Yes, hlyn is fully open source under the MIT license. You can view the code, contribute tools, and self-host the runtime containment layer.
hlyn is developed by a dedicated team of systems programmers and security researchers focused on building robust containment layers for autonomous AI agents and language models.
Unlike heavy container virtualization, hlyn runs directly on the host using native Linux kernel sandboxing (Landlock LSM, seccomp-bpf, and network namespaces). This provides near-instant boot times (<10ms) and zero resource overhead while strictly capping the process blast radius.
Policies are declared in a simple YAML configuration. During deployment, the hlyn runtime parses this file and compiles it into kernel-level BPF filters and filesystem isolation rules, enforcing read-only paths, network blocklists, and binary signature verification.
hlyn leverages kernel-enforced sandboxing via Landlock LSM and seccomp filters. By blocking system calls like
execve and isolating namespaces, even a compromised agent cannot access host credentials or run arbitrary binaries outside the defined boundary.
hlyn utilizes modern Linux features: Landlock LSM (introduced in kernel 5.13) for path containment, seccomp-bpf for syscall filtering, and unprivileged user namespaces. If your system runs an older kernel, hlyn will fall back to standard namespaces where possible.
The quickest way is
pip install hlyn, which scaffolds a project and lets you pick a package manager, transport (HTTP or STDIO), and which components (tools, prompts, resources) to include. To add hlyn to an existing app, install manually with pip install hlyn.

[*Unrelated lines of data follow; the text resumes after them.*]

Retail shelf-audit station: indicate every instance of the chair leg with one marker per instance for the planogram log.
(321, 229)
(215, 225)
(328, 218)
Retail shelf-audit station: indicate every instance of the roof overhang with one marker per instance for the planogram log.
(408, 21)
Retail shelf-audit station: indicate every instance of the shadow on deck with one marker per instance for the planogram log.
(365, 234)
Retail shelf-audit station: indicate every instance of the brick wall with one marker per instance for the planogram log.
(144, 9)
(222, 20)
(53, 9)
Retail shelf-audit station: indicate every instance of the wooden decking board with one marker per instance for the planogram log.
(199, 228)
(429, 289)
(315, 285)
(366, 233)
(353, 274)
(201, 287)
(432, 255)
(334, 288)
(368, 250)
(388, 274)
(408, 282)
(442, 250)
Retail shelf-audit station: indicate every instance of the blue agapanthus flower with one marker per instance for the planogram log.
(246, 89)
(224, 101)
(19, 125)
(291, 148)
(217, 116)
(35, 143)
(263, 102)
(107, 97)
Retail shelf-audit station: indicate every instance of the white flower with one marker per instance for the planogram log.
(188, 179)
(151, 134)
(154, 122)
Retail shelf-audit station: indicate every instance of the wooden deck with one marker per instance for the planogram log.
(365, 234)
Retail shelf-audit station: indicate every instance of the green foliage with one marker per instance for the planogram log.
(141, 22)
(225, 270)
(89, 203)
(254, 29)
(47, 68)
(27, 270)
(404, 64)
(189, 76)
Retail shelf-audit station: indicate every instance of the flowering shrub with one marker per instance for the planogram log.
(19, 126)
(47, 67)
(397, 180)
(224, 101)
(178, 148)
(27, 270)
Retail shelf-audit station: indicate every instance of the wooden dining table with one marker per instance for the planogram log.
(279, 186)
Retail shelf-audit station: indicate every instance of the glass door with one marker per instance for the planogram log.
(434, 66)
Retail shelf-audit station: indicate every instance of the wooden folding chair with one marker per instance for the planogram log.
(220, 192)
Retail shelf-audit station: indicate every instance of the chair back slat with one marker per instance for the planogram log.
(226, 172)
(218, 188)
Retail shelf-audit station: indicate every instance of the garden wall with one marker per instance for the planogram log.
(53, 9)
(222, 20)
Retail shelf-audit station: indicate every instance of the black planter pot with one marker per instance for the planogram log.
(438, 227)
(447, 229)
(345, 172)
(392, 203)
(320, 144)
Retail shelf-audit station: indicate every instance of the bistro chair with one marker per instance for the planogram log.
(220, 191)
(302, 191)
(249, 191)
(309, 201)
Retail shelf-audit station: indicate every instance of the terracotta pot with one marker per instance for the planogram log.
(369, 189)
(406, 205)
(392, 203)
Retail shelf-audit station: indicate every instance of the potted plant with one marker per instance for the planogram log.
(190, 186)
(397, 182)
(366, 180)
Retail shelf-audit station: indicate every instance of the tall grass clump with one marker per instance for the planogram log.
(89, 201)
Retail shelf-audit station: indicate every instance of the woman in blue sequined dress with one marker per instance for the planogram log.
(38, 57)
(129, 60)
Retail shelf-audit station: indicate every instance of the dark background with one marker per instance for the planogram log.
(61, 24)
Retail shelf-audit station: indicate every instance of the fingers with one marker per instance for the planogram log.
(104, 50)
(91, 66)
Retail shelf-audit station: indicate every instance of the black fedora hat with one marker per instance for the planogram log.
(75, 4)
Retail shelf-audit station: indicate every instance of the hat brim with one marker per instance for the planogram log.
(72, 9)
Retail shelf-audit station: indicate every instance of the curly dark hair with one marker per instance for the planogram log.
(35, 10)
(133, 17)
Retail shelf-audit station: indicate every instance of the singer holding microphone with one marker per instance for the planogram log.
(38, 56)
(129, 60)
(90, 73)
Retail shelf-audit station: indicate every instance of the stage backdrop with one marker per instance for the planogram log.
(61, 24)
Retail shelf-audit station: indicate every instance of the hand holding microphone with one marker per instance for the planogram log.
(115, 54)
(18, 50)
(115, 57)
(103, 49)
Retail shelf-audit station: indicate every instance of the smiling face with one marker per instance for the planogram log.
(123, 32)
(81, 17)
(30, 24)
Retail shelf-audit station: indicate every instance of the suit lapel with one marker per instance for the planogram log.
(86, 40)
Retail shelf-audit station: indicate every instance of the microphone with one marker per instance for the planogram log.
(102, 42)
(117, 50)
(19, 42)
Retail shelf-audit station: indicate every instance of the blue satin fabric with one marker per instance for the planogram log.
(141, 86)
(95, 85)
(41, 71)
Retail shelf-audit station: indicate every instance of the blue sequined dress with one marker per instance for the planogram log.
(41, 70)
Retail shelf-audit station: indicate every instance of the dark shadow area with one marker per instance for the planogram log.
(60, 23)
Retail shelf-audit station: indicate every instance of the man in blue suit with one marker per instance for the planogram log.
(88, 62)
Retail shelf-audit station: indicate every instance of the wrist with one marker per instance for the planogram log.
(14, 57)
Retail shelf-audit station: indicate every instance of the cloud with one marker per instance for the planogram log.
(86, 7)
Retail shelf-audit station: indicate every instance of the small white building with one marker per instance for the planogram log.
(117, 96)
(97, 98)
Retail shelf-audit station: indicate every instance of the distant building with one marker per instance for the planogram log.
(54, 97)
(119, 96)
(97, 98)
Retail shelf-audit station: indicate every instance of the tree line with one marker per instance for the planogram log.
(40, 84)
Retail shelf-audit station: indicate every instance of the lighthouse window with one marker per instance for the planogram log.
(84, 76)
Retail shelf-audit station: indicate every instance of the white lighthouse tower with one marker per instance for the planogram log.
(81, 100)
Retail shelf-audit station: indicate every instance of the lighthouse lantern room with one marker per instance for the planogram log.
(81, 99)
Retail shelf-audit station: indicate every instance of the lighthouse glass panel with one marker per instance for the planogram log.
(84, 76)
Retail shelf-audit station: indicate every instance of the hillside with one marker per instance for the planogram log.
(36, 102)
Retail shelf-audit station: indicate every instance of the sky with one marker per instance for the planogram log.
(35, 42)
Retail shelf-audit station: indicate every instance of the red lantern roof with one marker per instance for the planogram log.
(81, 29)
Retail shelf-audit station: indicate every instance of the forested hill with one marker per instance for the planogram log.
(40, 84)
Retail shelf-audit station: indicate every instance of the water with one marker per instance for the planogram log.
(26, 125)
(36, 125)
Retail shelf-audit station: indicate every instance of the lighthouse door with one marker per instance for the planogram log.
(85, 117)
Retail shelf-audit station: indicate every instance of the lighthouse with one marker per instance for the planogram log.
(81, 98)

Currently, hlyn has first-class SDKs for Python and TypeScript/Node.js, allowing you to wrap any Python function or JS module as a secure MCP tool.

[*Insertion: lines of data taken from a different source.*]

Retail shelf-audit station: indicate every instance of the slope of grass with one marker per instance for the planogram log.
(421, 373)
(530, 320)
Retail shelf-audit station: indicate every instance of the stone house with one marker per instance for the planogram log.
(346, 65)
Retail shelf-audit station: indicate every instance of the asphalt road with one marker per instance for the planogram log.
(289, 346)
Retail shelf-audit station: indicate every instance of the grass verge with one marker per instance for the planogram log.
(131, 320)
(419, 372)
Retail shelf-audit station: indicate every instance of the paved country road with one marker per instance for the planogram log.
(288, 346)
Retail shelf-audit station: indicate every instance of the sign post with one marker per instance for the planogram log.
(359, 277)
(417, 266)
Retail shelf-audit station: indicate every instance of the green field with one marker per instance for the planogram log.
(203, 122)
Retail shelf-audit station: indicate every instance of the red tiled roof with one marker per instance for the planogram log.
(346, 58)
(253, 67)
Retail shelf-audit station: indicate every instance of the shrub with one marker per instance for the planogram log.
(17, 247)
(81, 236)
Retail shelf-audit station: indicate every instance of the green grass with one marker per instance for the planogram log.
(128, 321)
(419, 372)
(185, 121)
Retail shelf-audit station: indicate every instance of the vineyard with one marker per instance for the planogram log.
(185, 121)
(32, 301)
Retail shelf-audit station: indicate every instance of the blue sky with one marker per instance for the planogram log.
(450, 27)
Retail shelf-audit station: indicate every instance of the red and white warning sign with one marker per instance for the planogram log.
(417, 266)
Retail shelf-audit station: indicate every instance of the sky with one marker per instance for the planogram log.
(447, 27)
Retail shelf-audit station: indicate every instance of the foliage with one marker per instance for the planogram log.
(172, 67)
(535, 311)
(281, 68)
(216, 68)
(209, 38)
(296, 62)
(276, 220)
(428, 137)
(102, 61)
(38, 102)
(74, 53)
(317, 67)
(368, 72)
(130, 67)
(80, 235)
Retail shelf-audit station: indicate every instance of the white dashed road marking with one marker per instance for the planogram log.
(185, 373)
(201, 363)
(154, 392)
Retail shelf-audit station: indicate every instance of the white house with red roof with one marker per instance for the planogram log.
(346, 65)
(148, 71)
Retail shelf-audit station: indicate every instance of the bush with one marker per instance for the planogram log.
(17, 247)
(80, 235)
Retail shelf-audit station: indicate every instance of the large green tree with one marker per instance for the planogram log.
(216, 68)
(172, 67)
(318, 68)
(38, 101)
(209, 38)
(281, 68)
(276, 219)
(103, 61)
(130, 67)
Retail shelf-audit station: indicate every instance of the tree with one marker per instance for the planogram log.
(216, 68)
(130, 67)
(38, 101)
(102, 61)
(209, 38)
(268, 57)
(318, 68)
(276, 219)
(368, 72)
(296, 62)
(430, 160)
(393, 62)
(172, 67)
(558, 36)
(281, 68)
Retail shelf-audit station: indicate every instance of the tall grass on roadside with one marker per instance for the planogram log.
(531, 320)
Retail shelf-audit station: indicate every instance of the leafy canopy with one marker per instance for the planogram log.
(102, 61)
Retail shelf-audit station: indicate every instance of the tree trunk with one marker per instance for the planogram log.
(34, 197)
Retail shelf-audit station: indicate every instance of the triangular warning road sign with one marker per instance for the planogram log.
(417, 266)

You can run hlyn locally, or deploy it as a microservice using standard orchestrators. Simply run
hlyn deploy --policy containment.policy.yaml to seal the environment and start the service.
Absolutely. You can define custom rules in your YAML policy file to whitelist specific local directories, allow connections to verified external API hosts, or block access to particular system resources.